WebApplicationFactory — Real HTTP Tests Without a Server

Test ASP.NET Core APIs end-to-end with WebApplicationFactory: in-memory HTTP client, service replacement, authentication setup, and the patterns for fast integration tests that catch real bugs.

Asma Hafeez KhanMay 16, 20265 min read
TestingWebApplicationFactoryIntegration TestsASP.NET Core.NET
Share:𝕏

What WebApplicationFactory Does

WebApplicationFactory<TProgram> starts your entire ASP.NET Core application in-process, wired up exactly as it runs in production — middleware, DI, routing, authentication — but with an in-memory HTTP client. No network port needed.

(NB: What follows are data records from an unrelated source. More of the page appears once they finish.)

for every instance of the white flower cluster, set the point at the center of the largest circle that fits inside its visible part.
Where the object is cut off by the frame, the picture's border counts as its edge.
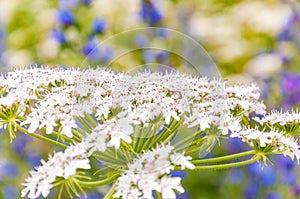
(280, 117)
(279, 141)
(148, 173)
(57, 97)
(62, 164)
(108, 134)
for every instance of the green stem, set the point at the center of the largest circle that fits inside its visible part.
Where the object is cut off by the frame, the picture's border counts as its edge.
(110, 192)
(229, 165)
(187, 139)
(100, 182)
(223, 158)
(41, 137)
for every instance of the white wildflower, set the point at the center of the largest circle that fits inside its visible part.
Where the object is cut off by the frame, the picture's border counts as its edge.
(148, 173)
(62, 164)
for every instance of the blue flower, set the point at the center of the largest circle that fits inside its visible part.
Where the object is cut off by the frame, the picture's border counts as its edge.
(183, 196)
(20, 143)
(10, 170)
(273, 195)
(99, 25)
(32, 158)
(141, 40)
(163, 56)
(150, 14)
(65, 17)
(87, 2)
(58, 35)
(251, 191)
(68, 4)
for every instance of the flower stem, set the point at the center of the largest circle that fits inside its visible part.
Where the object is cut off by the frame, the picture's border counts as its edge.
(110, 192)
(229, 165)
(223, 158)
(36, 135)
(100, 182)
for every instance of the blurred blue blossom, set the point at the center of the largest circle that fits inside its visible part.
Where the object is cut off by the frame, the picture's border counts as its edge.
(149, 56)
(273, 195)
(141, 40)
(290, 30)
(32, 158)
(91, 50)
(99, 25)
(149, 13)
(87, 2)
(65, 17)
(9, 169)
(290, 87)
(58, 35)
(181, 174)
(68, 4)
(251, 191)
(20, 143)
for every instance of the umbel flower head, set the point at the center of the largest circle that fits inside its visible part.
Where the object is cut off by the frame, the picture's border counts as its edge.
(140, 127)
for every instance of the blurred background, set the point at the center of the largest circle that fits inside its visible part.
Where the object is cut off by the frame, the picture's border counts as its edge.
(249, 41)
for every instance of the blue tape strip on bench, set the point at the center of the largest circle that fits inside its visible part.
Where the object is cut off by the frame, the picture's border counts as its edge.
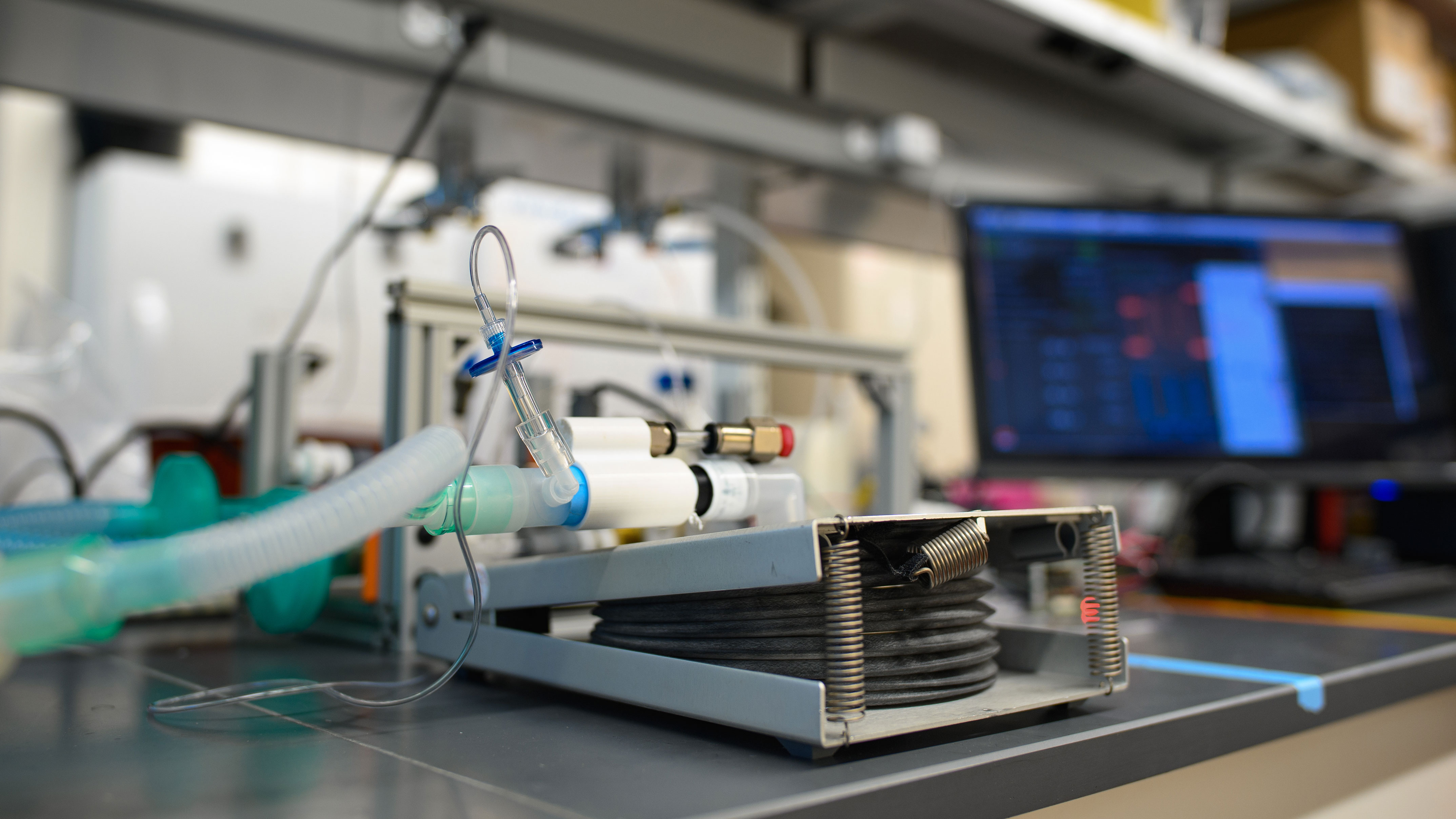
(1310, 688)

Advantages over mocking HTTP:
  ✓ Tests real middleware pipeline (auth, rate limiting, error handling)
  ✓ Tests real routing (endpoint mapping, route constraints)
  ✓ Tests real DI (missing registrations, scoping issues)
  ✓ Tests real serialization (JSON converters, property naming)
  ✓ Fast — no TCP, no external process

Basic Setup

C#
// tests/Integration.Tests/SystemForgeWebApplicationFactory.cs
public sealed class SystemForgeWebApplicationFactory
    : WebApplicationFactory<Program>
{
    protected override void ConfigureWebHost(IWebHostBuilder builder)
    {
        builder.UseEnvironment("Testing");

        builder.ConfigureTestServices(services =>
        {
            // Replace real DB with in-memory for basic integration tests
            // (Use Testcontainers for full fidelity — see next lesson)
            services.RemoveAll<DbContextOptions<AppDbContext>>();
            services.AddDbContext<AppDbContext>(options =>
                options.UseInMemoryDatabase("TestDb"));

            // Replace email service with a fake
            services.RemoveAll<IEmailService>();
            services.AddSingleton<IEmailService, FakeEmailService>();
        });
    }
}

// Test class
public class PatientsApiTests : IClassFixture<SystemForgeWebApplicationFactory>
{
    private readonly HttpClient _client;

    public PatientsApiTests(SystemForgeWebApplicationFactory factory)
    {
        _client = factory.CreateClient();
    }

    [Fact]
    public async Task POST_patients_should_return_201_with_id()
    {
        var response = await _client.PostAsJsonAsync("/api/patients", new
        {
            Name        = "John Smith",
            DateOfBirth = "1985-03-15",
            MRN         = "MRN-001"
        });

        response.StatusCode.Should().Be(HttpStatusCode.Created);

        var body = await response.Content.ReadFromJsonAsync<JsonElement>();
        body.GetProperty("id").GetGuid().Should().NotBeEmpty();
    }
}

Authentication in Tests

C#
// Approach 1: Issue a real JWT for the test user
public class AuthenticatedWebApplicationFactory : WebApplicationFactory<Program>
{
    private readonly string _role;

    public AuthenticatedWebApplicationFactory(string role = "Doctor")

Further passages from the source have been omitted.